Er sah hinüber, erfasste das Wesen des Lords mit allem, was es war. Seine Sinne zerlegten alle Farben der Seele, alle Nuancen der Magie, alle Sphären des Seins. Und er genoss jede Facette dieser Existenz, alles, was dieser Dämon war, gewesen war, was er sich angeeignet hatte und was ihm noch offen stand.

Die Sorge in den Zügen des Lords erzürnte ihn, mehr denn irgendein Ereignis jemals zuvor.

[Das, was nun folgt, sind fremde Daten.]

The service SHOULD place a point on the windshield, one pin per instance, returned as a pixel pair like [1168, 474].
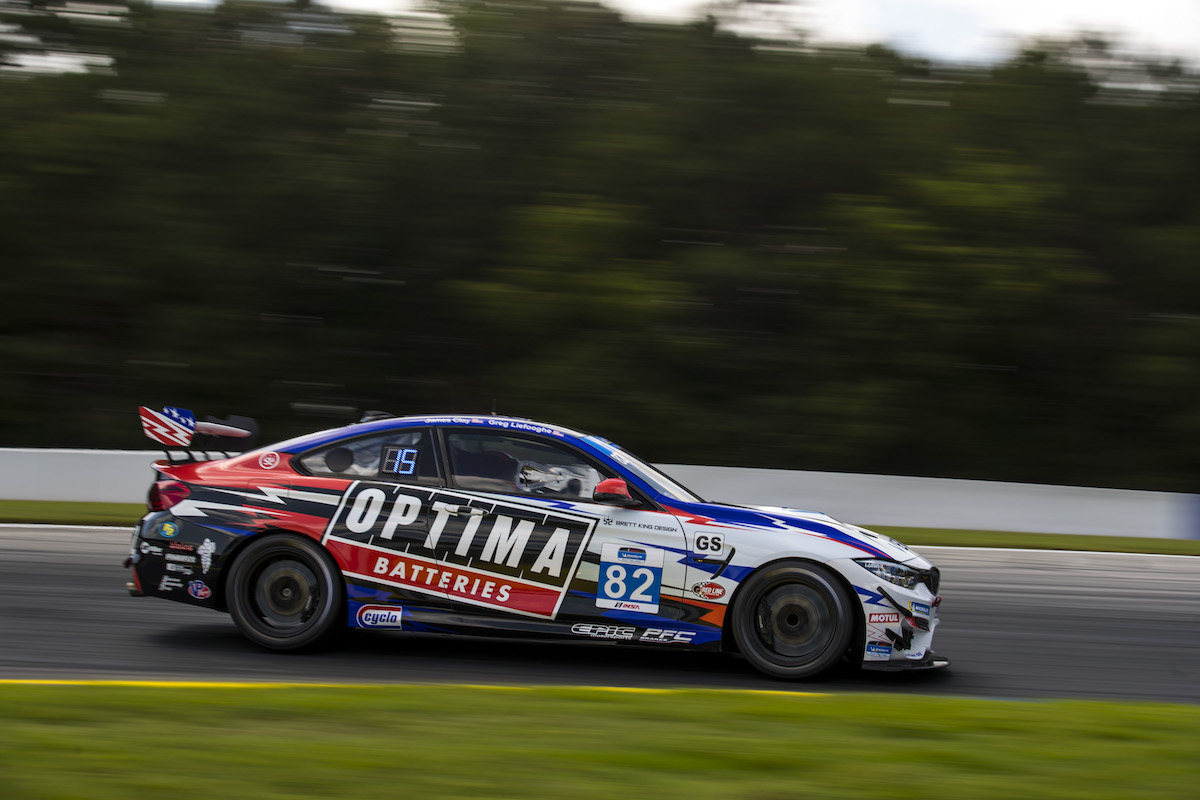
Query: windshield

Das Fremde in Traumprinz fällte eine grimmige Entscheidung. Traumprinz schloss die Augen und atmete schwer. Er würde der Anweisung folgen, doch darüber hinaus hatte er keinerlei Gehorsam versprochen und würde sich seinen Spieltrieb keinesfalls nehmen lassen. Sie würden ja sehen, wer von ihnen stärker war.

Er lächelte.

Es kostete kaum Konzentration, sich in die vierte Sphäre zu versetzen. Innerhalb kürzester Zeit befand er sich mitten im Opalpalast und musterte Karigurou. Wie immer beugte sich der greise Dämon über einige Schriftrollen und versuchte ihnen die Wahrheit des Vergangenen zu entlocken. Es bereitete Traumprinz stets ein gewisses Vergnügen, den Lord bei seinen Bemühungen um die alten Sprachen zu beobachten, die Traumprinz selbst makellos beherrschte. Doch diesen Gefallen würde er dem alten Karigurou nicht tun. So blieb die Sache interessanter. Zunächst.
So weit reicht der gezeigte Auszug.